Mar 31

Morning Sequence

It seems everyone is on the move this week!  I have heard from so many of my regular students that I will not see them in class due to travel to places such as Turkey, Columbia, Trans-Atlantic Cruise, Costa Rica, California and Mexico (my peeps really do get around!)  Travel is wonderful.  It provides a new perspective on life and a break from routine.  Yoga tells us that if we do the exact same thing every day we create ruts (samskaras) that get deeper and more ingrained over time, making us more rigid and resistant to change, so I am happy to hear of all this exploration.

Unfortunately, I also hear how hard it is to get back to the Yoga practice after a week or two in trains, planes and automobiles.  The body starts to tighten up after just a few days away from the mat, but there are steps you can take to retain the flexibility of your body and the freedom of your breath even when there is just not time to make it to class.


Morning Sequence for those days you can’t make it to class:

It should not take more than 15 minutes, but will hopefully provide you with an opportunity to breathe and stretch and stay connected to your personal practice even when your vacation or your busy life makes it impossible to get to class.

You do this before you get out of bed, so there is less chance of the desire for coffee, sight-seeing, or everyday distractions to derail your good intentions to keep Yoga in your life.

While still in bed, stretch and yawn in any way that feels good to your body.

Hug the knees into the chest—if bed is really soft watch out that this doesn’t hurt the low back.

Roll to your side and put the feet down on the floor.  Sit at the edge of the bed with your feet solid on the floor.

With hands on knees start to move the torso in a gentle wave like (cat/cow) motion to the breath.  As you inhale through the nose lift the chest and roll shoulders back, as you exhale through the nose pull the belly in and round the spine.  Do at least ten full breaths with this mini cat and cow movement.

Then with a neutral spine, interlace the fingers with the palms facing in front of you and inhale and bring the hands above the head and stretch the palms toward the ceiling.  Hold for 5-10 full breaths. Reach up with pinky side as much as the thumb side.  Lower the hands down.  Change the crossing (move the pointer one over) and repeat.

Come to stand.  Find a dresser or wall space to face where you can position your hands at about hip height.  Then start to walk your feet away from the hands hinging at the hips until you come to an “L” shape with the body.  Bend the knees as much as is necessary so that feet can be under the hips and the torso parallel to the floor.  Keep your arms straight and your ears between your biceps in this supported version of Down Dog.  Breathe 10-15 deep breaths here.

When done walk the feet back toward the hands and slowly come up to stand.

Find a firm, and solid Tadasana (mountain pose) stance.  Draw the right knee into the chest and balance on one foot—if you are feeling wobbly stay by a wall, if you are feeling brave transition into Tree or Eagle pose –stay 10 breaths—Change feet.
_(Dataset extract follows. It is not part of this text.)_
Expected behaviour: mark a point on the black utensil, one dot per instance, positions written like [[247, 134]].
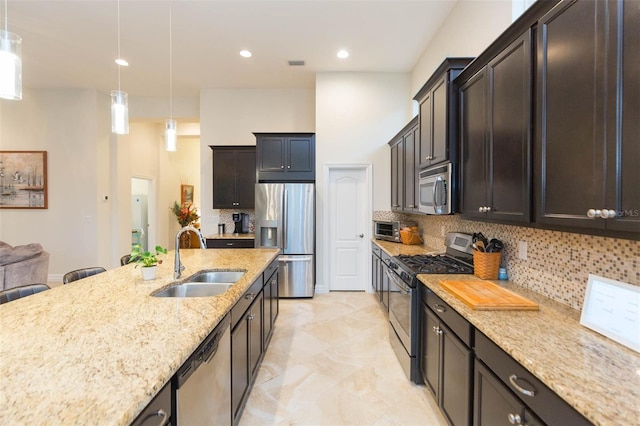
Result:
[[494, 246]]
Make sure you have room to spread your arms wide.  Stand in Tadasana.  Inhale and sweep the arms around and up overhead.  Exhale and fold over the legs (bend the knees as much as you need to fold over without strain).  Inhale put the hands on the shins and reach forward with the crown of the head.  Exhale fold over the legs.  Inhale and push down into the feet and come up to stand arms out to the side and then up to the ceiling.  Exhale back to standing, arms alongside the body, mountain pose.  This is a half sun salute.  Do at least 5 rounds.

Come back to where you were sitting on the side of the bed—but don’t sit yet!

Stand with feet and legs together, back facing the bed and then bend the knees hovering just above sitting.  Chair pose.  Make sure the knees don’t go past the toes and sweep the arms up and overhead.  Lift up through your chest more than you think you can.  You are sitting in an imaginary chair with your seat just a few inches above the bed.  Breathe well for as long as you hold the pose.  Hold the pose for at least 30 seconds and then a little bit longer each day to build strength and stamina.

When you can’t hold any longer sit down on your bed.  Take a deep breath.  You are now ready to get out of bed for real and start your day!